Thursday, January 13, 2005

DVD: Mikey & Nicky (1976)

Years of lobbying on the part of its admirers have paid off with the release of Elaine May’s movie on DVD. I always wonder how fans will react when they get another look at a film they remember with such fondness. Will it hold up, or will they wonder what they saw in it in the first place?

I came to the movie fresh. Or as fresh as you can be while still knowing the lore: that May exposed a million feet of film while making this quasi-improvised story about two close friends over one long night, and that she spent years tinkering with it in the editing room.

I can understand why the movie has an ardent following. I’m just not part of it. The movie feels like Elaine May absorbed all of John Cassavetes’ early films and made a studied imitation of them, right down to using Cassavetes and his frequent collaborator Peter Falk as her leads. The result has all the flaws of Cassavetes’ work but little of its chaotic energy. Interminable scenes, such as the boys’ visit to a kinda-sorta prostitute, are followed by strong moments like an argument between the two in the street that brings every remembered slight to the surface.

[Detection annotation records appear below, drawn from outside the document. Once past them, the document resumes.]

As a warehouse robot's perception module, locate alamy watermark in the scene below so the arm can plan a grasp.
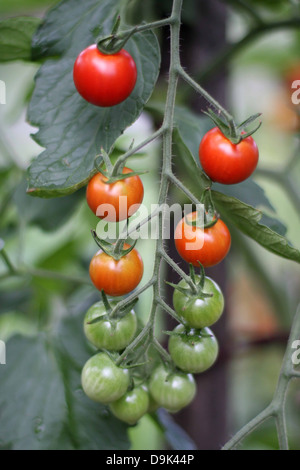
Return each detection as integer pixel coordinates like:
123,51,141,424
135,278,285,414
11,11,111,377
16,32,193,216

May wisely gives the movie a solid spine; Cassavetes is a low-level hood convinced that a contract is out on him, and Falk may or may not be fingering him for the Mob. The two leads give tremendous performances. Cassavetes may be too good; he’s so overbearing that I occasionally found myself wishing the hit man would get a move on. Knowing the history between the two as actors only adds to the film’s impact. In its quiet moments, it’s an affecting study of middle-aged friendship, and how years of shared experiences don’t make it any easier to forgive years of petty grievances.

Miscellaneous: Link

This year’s Slate Movie Club was a non-starter. Too much discussion of criticism and not enough of movies. And bringing up Pauline Kael in such company is always a bad idea. But a quintet of the best film bloggers – Filmbrain, the Cinetrix, Liz Penn, Aaron at Out of Focus, and David Hudson of the indispensable GreenCine – have taken this Golden Globes weekend as a cue to start a Conversation of their own.